Add the indexed keyword to event parameters that should include it, according to the ERC20 specification.

Low-level calls

Configuration

• Check: low-level-calls
• Severity: Informational
• Confidence: High

Description

The use of low-level calls is error-prone. Low-level calls do not check for code existence or call success.

Recommendation

Avoid low-level calls. Check the call success. If the call is meant for a contract, check for code existence.

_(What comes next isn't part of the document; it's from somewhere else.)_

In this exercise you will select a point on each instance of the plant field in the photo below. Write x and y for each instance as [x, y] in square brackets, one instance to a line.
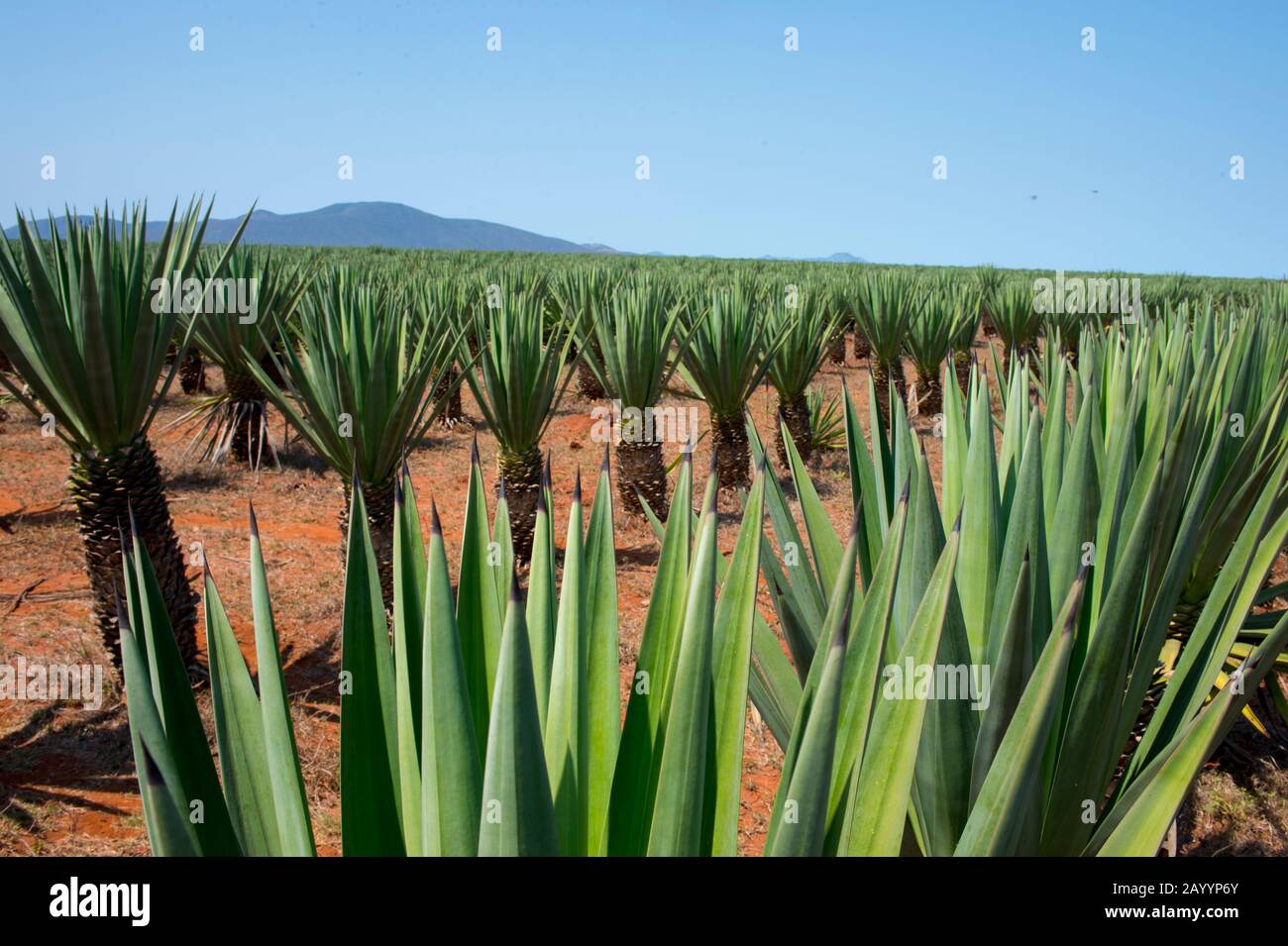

Conformance to Solidity naming conventions

Configuration

• Check: naming-convention
• Severity: Informational
• Confidence: High

Description

Solidity defines a naming convention that should be followed.

Rule exceptions

• Allow constant variable name/symbol/decimals to be lowercase (ERC20).
• Allow _ at the beginning of the mixed_case match for private variables and unused parameters.

Recommendation

Follow the Solidity naming convention.

Different pragma directives are used

Configuration

• Check: pragma
• Severity: Informational
• Confidence: High

Description

Detect whether different Solidity versions are used.

Recommendation

Use one Solidity version.

Incorrect versions of Solidity

Configuration

• Check: solc-version
• Severity: Informational
• Confidence: High

Description

solc frequently releases new compiler versions. Using an old version prevents access to new Solidity security checks. We also recommend avoiding complex pragma statement.

Recommendation

Deploy with any of the following Solidity versions:

• 0.5.11 - 0.5.13,
• 0.5.15 - 0.5.17,
• 0.6.8,
• 0.6.10 - 0.6.11. Use a simple pragma version that allows any of these versions. Consider using the latest version of Solidity for testing.

Unused state variable

Configuration

• Check: unused-state
• Severity: Informational
• Confidence: High

Description

Unused state variable.

Recommendation

Remove unused state variables.

Reentrancy vulnerabilities

Configuration

• Check: reentrancy-unlimited-gas
• Severity: Informational
• Confidence: Medium

Description

Detection of the reentrancy bug. Only report reentrancy that is based on transfer or send.

Exploit Scenario:

    function callme(){
        msg.sender.transfer(balances[msg.sender]):
        balances[msg.sender] = 0;
    }   

send and transfer do not protect from reentrancies in case of gas price changes.

Recommendation

Apply the check-effects-interactions pattern.

Too many digits

Configuration

• Check: too-many-digits
• Severity: Informational
• Confidence: Medium

Description

Literals with many digits are difficult to read and review.

Exploit Scenario:

contract MyContract{
    uint 1_ether = 10000000000000000000; 
}

While 1_ether looks like 1 ether, it is 10 ether. As a result, it's likely to be used incorrectly.

Recommendation

Use:

• Ether suffix,
• Time suffix, or
• The scientific notation

State variables that could be declared constant

Configuration

• Check: constable-states
• Severity: Optimization
• Confidence: High

Description

Constant state variables should be declared constant to save gas.

Recommendation

Add the constant attributes to state variables that never change.

Public function that could be declared external

Configuration

• Check: external-function
• Severity: Optimization
• Confidence: High

Description

public functions that are never called by the contract should be declared external to save gas.

Recommendation

Use the external attribute for functions never called from the contract.